THE death of a woman who suffered from an eating disorder was due to natural causes, a coroner has ruled.
Becky Green, 24, suffered from anorexia nervosa and contracted pneumonia while undergoing treatment.
Area coroner Gordon Denson said Miss Green’s poor health ‘led to her contracting pneumonia as a direct result of her anorexia nervosa’.
The three-day inquest at Southampton Coroner’s Court concluded yesterday after hearing evidence from consultant psychiatrist Dr Alan Wear, from Marchwood Priory, where Miss Green, of Sycamore Close, Rowner, Gosport, had some of her treatment.
As reported in The News, her parents John Taylor, 55, and Pamela Green, 49, of Burney Road, Alverstoke, wanted answers over the psychiatric care she had before her death at Southampton General Hospital on September 24.
Mr Denson said: ‘Rebecca sadly had a long and complex medical history centring around her anorexia nervosa.’
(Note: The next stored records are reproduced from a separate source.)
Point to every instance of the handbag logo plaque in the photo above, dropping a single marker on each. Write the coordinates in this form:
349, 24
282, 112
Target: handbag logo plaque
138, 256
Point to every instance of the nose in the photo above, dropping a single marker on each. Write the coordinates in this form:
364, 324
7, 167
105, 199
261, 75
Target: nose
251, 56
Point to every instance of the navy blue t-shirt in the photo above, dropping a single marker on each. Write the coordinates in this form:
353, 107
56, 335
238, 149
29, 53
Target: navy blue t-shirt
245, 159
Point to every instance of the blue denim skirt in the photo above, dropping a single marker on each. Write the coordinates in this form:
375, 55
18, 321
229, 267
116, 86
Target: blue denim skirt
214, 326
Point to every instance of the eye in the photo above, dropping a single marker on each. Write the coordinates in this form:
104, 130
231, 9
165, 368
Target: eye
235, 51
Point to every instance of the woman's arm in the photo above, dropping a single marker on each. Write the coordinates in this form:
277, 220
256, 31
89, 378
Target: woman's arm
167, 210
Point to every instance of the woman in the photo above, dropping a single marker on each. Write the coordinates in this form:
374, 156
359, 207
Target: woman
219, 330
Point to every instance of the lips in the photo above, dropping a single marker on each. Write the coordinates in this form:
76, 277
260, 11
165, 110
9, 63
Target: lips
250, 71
The inquest heard Miss Green had on previous occasions emptied feeding tubes into her bed in hospital and then later had started to complain of pain so they would be removed.
Mr Denson added: ‘She was a good negotiator and would say anything to evade the treatment.’
He said her treatment did not ‘at any time fall below any level,’ adding that the inquest ‘found quite the opposite’.
Dr Wear said Miss Green’s eating disorder dated back to her teenage years and she had attempted suicide in 2005.
Miss Green was first admitted to the Marchwood Priory between November 2012 and January 2013. Her family asked why she was not admitted again before September but Dr Wear said: ‘Making her go into hospital would not have made her better.’
He added: ‘I think she would have started to refuse food.’
She was admitted in September after first being in Queen Alexandra Hospital, Cosham, when she was sectioned under the Mental Health Act, weighing 4st 3oz.
Dr Wear told the inquest Miss Green was in a ‘state of starvation’.
Her father had questioned why her BMI had reduced from when she was admitted to the Priory clinic to when she was transferred to Southampton General on September 10.
But Dr Wear said by that point, with her BMI under 10, it was not most effective way of measuring progress. He said from September 8 she was being supervised one-to-one.
Speaking after the inquest, Miss Green’s mother said she had moved the family down to Gosport to access better mental health facilities. The family were unhappy with Mr Denson’s verdict.
Miss Green’s sister Charlotte Green, 20, said that there were two sides to her sister – one influenced by her anorexia and one not. The pair stayed together while Miss Green was out of hospital.
Charlotte Green said: ‘She wasn’t just my sister. She was my best friend.
‘She’d say that she felt trapped and that she wanted to stay at home with us but her head wouldn’t let her.’